②『一石、一石、少しずつ彼女の石を奪っていって、追いつめて、逃げ道をふさぐ。高峻が皇太后を幽閉して以来、やってきたのは、そういうことだ』



 私も囲碁が少しばかり打てるので、白川紺子さんもたしなまれるのかと嬉しくなったのですが……。


 しかしながら、囲碁は石取りゲームではありません。


 『互いに黒と白の石を持って、交互に碁盤の目の上に石を置き合う』『打った石自体が取られる形になる場所に、石を置くことは出来ない』という、たった2つの単純なルールを使っての、碁盤上での陣取りゲームです。


 もちろん囲んで取った石は、最終的に地の目を数える時に、相手の地に置いて目を減らすという利点はあります。


 ↑の白川紺子さんの2つの文章を、書き直すのであれば……。


①『権力の奪取だっしゅは、たった一石で成るものではない。碁盤上の相手の目をひとつずつ潰していくように、高峻は着実かつ堅実に以降の朝廷で力を得ていった』


②『一目、一目、少しずつ彼女が碁石で囲んだ地の目を奪っていって、追いつめて、逃げ道をふさぐ。高峻が皇太后を幽閉して以来、やってきたのは、そういうことだ』


 まあ、私も、囲碁を習おうと思った直前まで、囲碁は石取りゲームだと思い込んでいたから、偉そうなことは言えないのですけれど。

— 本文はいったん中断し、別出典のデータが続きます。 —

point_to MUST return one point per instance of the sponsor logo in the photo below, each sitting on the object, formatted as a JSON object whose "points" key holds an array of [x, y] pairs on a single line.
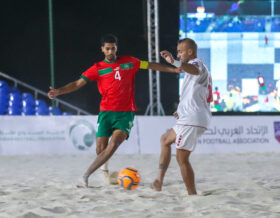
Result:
{"points": [[179, 140]]}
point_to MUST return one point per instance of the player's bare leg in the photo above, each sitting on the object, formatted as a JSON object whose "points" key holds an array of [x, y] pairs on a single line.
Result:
{"points": [[101, 144], [186, 170], [165, 156], [117, 138]]}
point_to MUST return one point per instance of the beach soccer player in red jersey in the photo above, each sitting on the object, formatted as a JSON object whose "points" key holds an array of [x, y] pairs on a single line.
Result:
{"points": [[115, 77]]}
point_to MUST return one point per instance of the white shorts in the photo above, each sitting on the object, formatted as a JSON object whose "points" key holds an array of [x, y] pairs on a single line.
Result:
{"points": [[186, 136]]}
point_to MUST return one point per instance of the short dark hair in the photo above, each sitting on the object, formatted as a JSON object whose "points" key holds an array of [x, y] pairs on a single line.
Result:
{"points": [[109, 38], [191, 44]]}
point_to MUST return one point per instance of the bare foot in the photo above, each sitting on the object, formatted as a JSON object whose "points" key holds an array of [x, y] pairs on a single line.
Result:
{"points": [[156, 185], [83, 182]]}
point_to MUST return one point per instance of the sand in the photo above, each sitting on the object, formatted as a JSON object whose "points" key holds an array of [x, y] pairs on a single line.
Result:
{"points": [[229, 185]]}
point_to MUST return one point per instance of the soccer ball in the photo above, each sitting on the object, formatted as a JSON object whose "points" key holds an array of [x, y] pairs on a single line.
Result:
{"points": [[129, 178]]}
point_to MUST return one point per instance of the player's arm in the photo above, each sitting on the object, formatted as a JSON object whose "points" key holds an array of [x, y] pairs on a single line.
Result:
{"points": [[70, 87], [158, 66], [189, 68]]}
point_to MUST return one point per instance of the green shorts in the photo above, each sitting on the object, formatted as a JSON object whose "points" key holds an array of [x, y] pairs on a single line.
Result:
{"points": [[108, 121]]}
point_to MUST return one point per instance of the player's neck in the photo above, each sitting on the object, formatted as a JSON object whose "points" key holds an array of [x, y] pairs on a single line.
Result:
{"points": [[110, 60]]}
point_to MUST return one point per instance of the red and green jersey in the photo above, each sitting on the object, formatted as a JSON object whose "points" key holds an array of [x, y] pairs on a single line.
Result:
{"points": [[115, 81]]}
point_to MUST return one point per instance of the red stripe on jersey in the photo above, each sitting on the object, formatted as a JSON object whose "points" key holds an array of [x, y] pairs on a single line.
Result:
{"points": [[115, 82]]}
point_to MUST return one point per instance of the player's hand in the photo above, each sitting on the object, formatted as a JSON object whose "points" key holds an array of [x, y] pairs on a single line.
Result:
{"points": [[175, 114], [167, 56], [177, 70], [53, 93]]}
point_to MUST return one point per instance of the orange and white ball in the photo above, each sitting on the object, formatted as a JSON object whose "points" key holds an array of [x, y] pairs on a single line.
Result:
{"points": [[129, 178]]}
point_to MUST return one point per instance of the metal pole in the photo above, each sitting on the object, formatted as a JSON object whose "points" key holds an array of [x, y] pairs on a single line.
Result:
{"points": [[272, 8], [157, 55], [51, 48], [150, 55]]}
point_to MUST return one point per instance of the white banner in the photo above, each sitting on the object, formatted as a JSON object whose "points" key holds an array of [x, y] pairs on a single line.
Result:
{"points": [[72, 134]]}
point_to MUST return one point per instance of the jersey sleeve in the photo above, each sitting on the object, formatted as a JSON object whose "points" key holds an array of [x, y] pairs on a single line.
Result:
{"points": [[198, 64], [138, 64], [91, 74]]}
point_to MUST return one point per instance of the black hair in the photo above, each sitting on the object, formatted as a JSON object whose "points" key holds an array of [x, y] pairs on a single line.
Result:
{"points": [[191, 44], [109, 38]]}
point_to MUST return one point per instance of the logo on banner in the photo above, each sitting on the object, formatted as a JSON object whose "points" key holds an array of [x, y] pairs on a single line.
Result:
{"points": [[82, 134], [277, 131]]}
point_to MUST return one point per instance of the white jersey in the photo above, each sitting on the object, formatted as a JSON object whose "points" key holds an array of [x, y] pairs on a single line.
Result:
{"points": [[194, 109]]}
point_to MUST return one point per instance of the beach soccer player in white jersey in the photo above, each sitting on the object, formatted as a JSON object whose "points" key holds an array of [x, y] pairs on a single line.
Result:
{"points": [[193, 113]]}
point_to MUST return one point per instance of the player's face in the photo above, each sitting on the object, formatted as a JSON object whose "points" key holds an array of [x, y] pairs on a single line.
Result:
{"points": [[184, 52], [110, 51]]}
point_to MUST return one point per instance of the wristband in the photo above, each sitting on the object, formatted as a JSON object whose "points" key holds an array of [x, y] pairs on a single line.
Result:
{"points": [[177, 64]]}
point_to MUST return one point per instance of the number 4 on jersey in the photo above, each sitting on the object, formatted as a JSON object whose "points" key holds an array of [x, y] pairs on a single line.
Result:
{"points": [[117, 75]]}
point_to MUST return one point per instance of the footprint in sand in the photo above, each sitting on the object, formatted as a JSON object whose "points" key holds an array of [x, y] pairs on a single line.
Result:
{"points": [[55, 209], [30, 215], [212, 192]]}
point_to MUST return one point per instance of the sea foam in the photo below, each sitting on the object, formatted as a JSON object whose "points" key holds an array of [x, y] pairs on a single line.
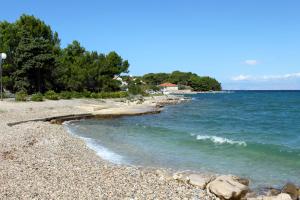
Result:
{"points": [[220, 140], [101, 151]]}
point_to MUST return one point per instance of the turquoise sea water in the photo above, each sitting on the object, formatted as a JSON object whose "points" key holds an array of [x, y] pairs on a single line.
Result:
{"points": [[254, 134]]}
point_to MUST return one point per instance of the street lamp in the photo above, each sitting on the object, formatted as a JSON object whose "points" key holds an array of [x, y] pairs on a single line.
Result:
{"points": [[2, 57]]}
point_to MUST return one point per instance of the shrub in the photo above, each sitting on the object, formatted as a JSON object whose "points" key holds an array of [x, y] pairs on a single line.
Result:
{"points": [[21, 96], [94, 95], [51, 95], [86, 94], [65, 95], [37, 97], [76, 95]]}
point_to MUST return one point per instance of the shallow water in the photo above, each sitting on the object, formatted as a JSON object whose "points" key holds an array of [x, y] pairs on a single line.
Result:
{"points": [[254, 134]]}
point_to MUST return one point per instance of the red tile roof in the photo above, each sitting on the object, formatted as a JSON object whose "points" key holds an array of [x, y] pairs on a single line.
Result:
{"points": [[168, 85]]}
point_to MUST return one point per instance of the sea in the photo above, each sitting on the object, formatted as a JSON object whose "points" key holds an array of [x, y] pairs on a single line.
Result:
{"points": [[253, 134]]}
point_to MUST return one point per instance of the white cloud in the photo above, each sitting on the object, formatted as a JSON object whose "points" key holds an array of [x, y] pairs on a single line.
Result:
{"points": [[265, 77], [251, 62]]}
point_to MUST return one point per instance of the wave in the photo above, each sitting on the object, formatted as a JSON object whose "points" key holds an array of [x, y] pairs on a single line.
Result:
{"points": [[101, 151], [219, 140]]}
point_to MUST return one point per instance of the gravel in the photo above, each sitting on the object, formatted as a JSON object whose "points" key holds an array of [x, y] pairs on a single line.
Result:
{"points": [[39, 160]]}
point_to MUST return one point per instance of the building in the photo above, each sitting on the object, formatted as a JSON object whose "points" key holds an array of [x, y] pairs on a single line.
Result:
{"points": [[168, 88]]}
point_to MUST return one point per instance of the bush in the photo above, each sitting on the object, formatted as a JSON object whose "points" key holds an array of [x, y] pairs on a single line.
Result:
{"points": [[65, 95], [21, 96], [94, 95], [37, 97], [51, 95], [76, 95], [86, 94]]}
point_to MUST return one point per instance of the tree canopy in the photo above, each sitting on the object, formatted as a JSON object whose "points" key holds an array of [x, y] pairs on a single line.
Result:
{"points": [[37, 63], [197, 83]]}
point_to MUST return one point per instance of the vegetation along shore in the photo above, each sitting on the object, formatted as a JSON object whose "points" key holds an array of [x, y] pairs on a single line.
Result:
{"points": [[45, 85]]}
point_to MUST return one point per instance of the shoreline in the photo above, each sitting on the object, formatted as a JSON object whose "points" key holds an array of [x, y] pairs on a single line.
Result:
{"points": [[29, 146]]}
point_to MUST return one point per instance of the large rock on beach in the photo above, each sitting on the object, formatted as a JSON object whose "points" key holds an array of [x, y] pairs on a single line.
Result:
{"points": [[181, 176], [200, 180], [281, 196], [228, 187], [292, 190]]}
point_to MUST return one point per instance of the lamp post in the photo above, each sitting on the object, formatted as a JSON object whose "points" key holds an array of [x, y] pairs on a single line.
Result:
{"points": [[2, 57]]}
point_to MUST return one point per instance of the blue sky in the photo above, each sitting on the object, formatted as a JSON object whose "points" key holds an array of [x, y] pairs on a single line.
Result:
{"points": [[246, 44]]}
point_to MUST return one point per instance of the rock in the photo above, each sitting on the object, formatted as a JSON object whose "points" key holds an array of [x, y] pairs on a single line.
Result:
{"points": [[227, 187], [281, 196], [273, 192], [181, 176], [291, 189], [200, 180], [163, 175]]}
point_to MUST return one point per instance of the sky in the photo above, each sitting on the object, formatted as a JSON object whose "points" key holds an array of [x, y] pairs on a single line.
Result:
{"points": [[245, 44]]}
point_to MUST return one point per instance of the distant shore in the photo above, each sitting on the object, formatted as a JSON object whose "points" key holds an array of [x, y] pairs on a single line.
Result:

 ところで、私が囲碁を習い始めたのは、50代も半ばになってから。


 碁会所の戸をバンと開けて、「囲碁を教えてください!」と叫んだら、碁を打っていた70~80歳くらいのお爺ちゃんたちが、まるで宇宙人を見るような目で、私を見ました。(笑)


 それから、孫がうまれたり家族に病人が出たりで何度も中断して、いまや、私も70歳。私に碁を教えてくださったお爺ちゃんたちもほとんど亡くなられて、碁会所も解散しました。


 今では碁を打つ機会もなく、テレビの囲碁放送を見て画面を指さしながら、「一力さんは、次はここに打つよ!」なんてことをして、楽しんでいます。


 そうそう、死んだ父が大好きだった名誉天元・林海峰さんが我が町で開かれた囲碁大会に来られた時のこと。天国の父への土産話にと出席してみました。


 その時、プロの女流棋士による公開対局というのがあって、途中で、「次は、どこへ打つか?」というクイズが林海峰さんより出されて……。そこに打つのが勝敗的に正しいというのではなくて、そのプロの女流棋士だとどこへ打つか?という感じのクイズです。


 私、その女流棋士だったら、絶対にここに打つって思いました。だって、その場所が、モニターの盤上で金色に光って見えたのです。(笑)


 400人くらいの中で、正解者は私を含めて3人。3人とも女性でしたね。

 林海峰さん直筆の色紙を手渡しで戴いたのが、よい思い出です。あの世で、父も、「よくやった!」と言ってくれたに違いありません。


 そうそう、自作中華ファンタジー小説『白麗シリーズ』の番外編『銀狼山脈に抱(いだ)かれて、少女と少年はアサシンとして出逢った』で、男2人に、お互いの腹を探り合いながら碁を打ちあうシーンを書いてみました。